Dr. David Grande: Well, again, I’m actually not a legal expert by any means. But in talking to a lot of the folks that we did, I mean certainly the European Union has blazed a trail in this space. You know some of the people we interviewed who are really experts on international law and policy in this space talked about how the US really stands out in the world by taking this very sector-specific approach to privacy. So we have HIPAA, right, and we have GINA that protects genetic information. There is no place in the US federal government where anyone’s thinking about these issues across the economy.
You know, we’ve got people who think about health privacy at the Department of Health and Human Services, but it’s not the Department of Health and Human Services that can ultimately address this issue. And I think a lot of other countries around the world do specifically have privacy officers, agencies and whatnot to really come up with a more holistic way to think about these issues. Because we’ve moved far past, as I mentioned earlier, the idea that like health privacy can all be addressed through a health agency because it really is ubiquitous now.
And I think for many people and I think a lot of consumers — I don’t know this for sure — but I think if you asked them and said, “What do you worry more about, like, the privacy of the last blood pressure reading in your doctor’s visit or the social media posts and whether they reveal something about your mood?” And I think people would be more worried about their social media posts and their mood and people using that information in ways that they would rather not. So we have a lot to learn from the EU. I think we’re still seeing how that it’s relatively new, seeing how it’s going to play out in terms of the behavior of these companies. But we certainly need to start taking a similar direction here in the US.
Joe Elia: And speaking of behaviors have you modified any of your own behaviors over time? Have you thrown away your GPS or your cell phone? Or have you stopped using Netflix or Amazon or going to Whole Foods?

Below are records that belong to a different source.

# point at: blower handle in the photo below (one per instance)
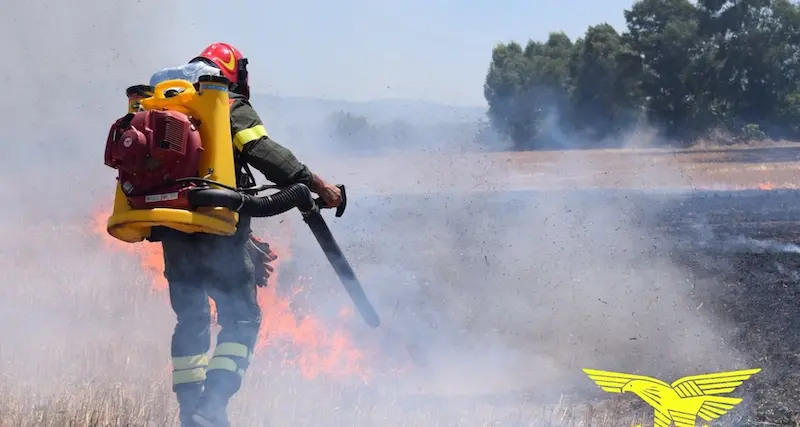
(321, 204)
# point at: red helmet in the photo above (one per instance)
(230, 61)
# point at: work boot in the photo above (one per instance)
(189, 396)
(212, 411)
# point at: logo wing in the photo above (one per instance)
(613, 382)
(710, 384)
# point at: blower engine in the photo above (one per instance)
(151, 150)
(174, 157)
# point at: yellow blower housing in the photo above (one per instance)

Dr. David Grande: I’ve tried. But I go back to my earlier point, which is it’s become almost impossible to be a modern day consumer and not leave these footprints behind. Even if you think about the basics of using a smartphone these days, God forbid you turn off all this functionality. Your phone’s going to tell you pretty much every day that you know you need to turn this thing back on or it won’t work properly. You know it’s like do you want to allow it once? Do you want to allow it always? And then when you know you allow it once is it really once? Is the app still operating in the background? You really have to become a computer scientist now to even interpret what you’re saying yes or no to anymore. And I think it’s asking a lot of consumers, but I’ve tried. I certainly have tried, but it’s a frustrating endeavor.
Joe Elia: Well, I want to thank you, Dr. Grande, for talking about your work with me today.
Dr. David Grande: Oh, absolutely, my pleasure.
Joe Elia: That was our 270th podcast. They’re all available free at podcasts.jwatch.org. We come to you from the NEJM Group and our executive producer is Kristin Kelley. I’m Joe Elia. Thanks for listening.